Tree Talks were a character training protocol that provided cadets with the time, space and resources to actively listen to one another and engage in developmental discussions surrounding complex issues such as political activism, COVID-19, race, sexual harassment and assault, mental health and more. The name “Tree Talks” came from wanting these facilitated discussions to be effective, yet so simple that they could happen anywhere—even out in the field under a tree.
This training began with small-group exercises in active listening. Our goal was for all cadets to listen to understand each other, instead of just listening to respond. After listening to understand those around us, we were able to empathize with our classmates and understand that despite our differences, we each have valid feelings and opinions.
In subsequent Tree Talks, we addressed more complex issues, but the reason we were able to do so in a civilized manner is because of the foundation of trust established by first listening to understand our classmates.
Aside from building trust within the corps, our other main goals for the year were to create cohesion and increase morale.

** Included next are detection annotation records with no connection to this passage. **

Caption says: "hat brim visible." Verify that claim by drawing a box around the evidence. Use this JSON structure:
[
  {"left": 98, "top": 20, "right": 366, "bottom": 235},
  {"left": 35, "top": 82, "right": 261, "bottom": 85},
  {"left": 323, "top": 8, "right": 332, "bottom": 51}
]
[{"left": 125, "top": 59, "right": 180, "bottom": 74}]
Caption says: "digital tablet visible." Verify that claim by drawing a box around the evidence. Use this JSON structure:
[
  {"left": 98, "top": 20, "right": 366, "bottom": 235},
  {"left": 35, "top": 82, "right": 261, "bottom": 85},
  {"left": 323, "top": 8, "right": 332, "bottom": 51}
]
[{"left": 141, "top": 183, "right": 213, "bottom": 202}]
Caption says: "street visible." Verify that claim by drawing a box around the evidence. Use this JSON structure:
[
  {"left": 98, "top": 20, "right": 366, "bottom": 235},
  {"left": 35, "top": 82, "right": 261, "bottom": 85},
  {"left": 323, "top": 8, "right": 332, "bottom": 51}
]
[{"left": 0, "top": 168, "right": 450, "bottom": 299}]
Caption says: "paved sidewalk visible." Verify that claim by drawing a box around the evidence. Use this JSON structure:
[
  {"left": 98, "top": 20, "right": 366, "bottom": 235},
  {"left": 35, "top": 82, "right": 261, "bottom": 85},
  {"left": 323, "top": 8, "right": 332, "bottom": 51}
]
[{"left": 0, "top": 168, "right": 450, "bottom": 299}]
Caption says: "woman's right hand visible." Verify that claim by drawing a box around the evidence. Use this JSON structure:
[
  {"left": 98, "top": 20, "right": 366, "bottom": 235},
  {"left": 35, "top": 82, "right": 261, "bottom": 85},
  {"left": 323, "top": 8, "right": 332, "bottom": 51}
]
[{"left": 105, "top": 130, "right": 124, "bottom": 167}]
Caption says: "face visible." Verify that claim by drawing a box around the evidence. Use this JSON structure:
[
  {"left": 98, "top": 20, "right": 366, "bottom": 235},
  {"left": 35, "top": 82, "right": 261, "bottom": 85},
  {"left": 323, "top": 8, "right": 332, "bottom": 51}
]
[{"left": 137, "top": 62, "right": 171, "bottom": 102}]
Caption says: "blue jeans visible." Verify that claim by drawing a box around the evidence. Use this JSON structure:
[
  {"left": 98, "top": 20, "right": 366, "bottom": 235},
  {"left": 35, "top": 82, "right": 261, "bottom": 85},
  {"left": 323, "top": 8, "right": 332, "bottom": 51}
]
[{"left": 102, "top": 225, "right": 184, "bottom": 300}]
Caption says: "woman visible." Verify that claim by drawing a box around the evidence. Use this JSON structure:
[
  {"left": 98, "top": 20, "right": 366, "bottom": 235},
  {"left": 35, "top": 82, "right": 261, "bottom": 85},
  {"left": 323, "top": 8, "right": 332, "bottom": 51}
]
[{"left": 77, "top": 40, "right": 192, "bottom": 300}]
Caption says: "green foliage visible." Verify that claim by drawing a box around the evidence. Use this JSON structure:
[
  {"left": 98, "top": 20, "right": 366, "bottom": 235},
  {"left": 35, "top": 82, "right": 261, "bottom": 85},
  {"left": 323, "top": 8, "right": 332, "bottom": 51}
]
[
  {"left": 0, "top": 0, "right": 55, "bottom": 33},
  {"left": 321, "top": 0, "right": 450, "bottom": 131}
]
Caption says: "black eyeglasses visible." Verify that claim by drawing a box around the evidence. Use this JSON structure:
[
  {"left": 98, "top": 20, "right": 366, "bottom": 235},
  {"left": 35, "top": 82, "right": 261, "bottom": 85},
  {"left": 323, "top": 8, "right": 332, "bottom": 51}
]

This truly was an unprecedented academic year due to COVID-related restrictions. For most of the year, cadets were not allowed to leave post. No families, friends or other outside guests were permitted to visit the academy in order to mitigate the risk of a COVID outbreak.
As a result, there were no outside spectators at sporting events, no one in the stands watching parades, no guests invited to formals and no families present during class weekends. Many cadets felt alone and isolated, and we knew the only way to create a cohesive team and increase morale throughout the corps was to provide people with the opportunity to come together.
We decided to make the most of what we had and who we had around us. Since we could not leave West Point, we brought as much fun to the academy as we could. Whether it was concerts in Eisenhower Hall, pickup sporting events on the Plain, outdoor movie nights or Thanksgiving turkey dinner in the barracks’ hallways, we created opportunities for people to gather, feel a sense of community and meet people outside of our normal social circles.
We quickly built friendships with our classmates who began to feel like family, and we created a sense of home away from home.
In my years at West Point, I never felt closer to my peers than I did during my senior year. They were my family, and after all we had been through, I trusted that we would stick by each other’s side through anything.
Since graduating and commissioning as a second lieutenant, I have carried with me the lessons I learned about building trust and cohesion within a diverse group of individuals. Since becoming a platoon leader, I find myself facing a similar challenge of creating a trusted, unified team made up of 26 soldiers from all walks of life. Every one of them has their own story, opinions, motivations and beliefs, but it is my job to do what I can as a leader to unite them as a cohesive platoon.
I apply the lessons I learned about active listening and bringing people together every day I stand in front of my soldiers as their platoon leader. While I may have learned these lessons in the midst of a pandemic, these principles are enduring and generalizable to all conditions, and I am thankful I have the opportunity to apply them every day as a young Army officer.
First Lt. Reilly Rudolph is a platoon leader in the 84th Engineer Battalion, Schofield Barracks, Hawaii. As First Captain, she was the highest-ranking cadet in the Class of 2021 at the U.S. Military Academy, West Point, New York.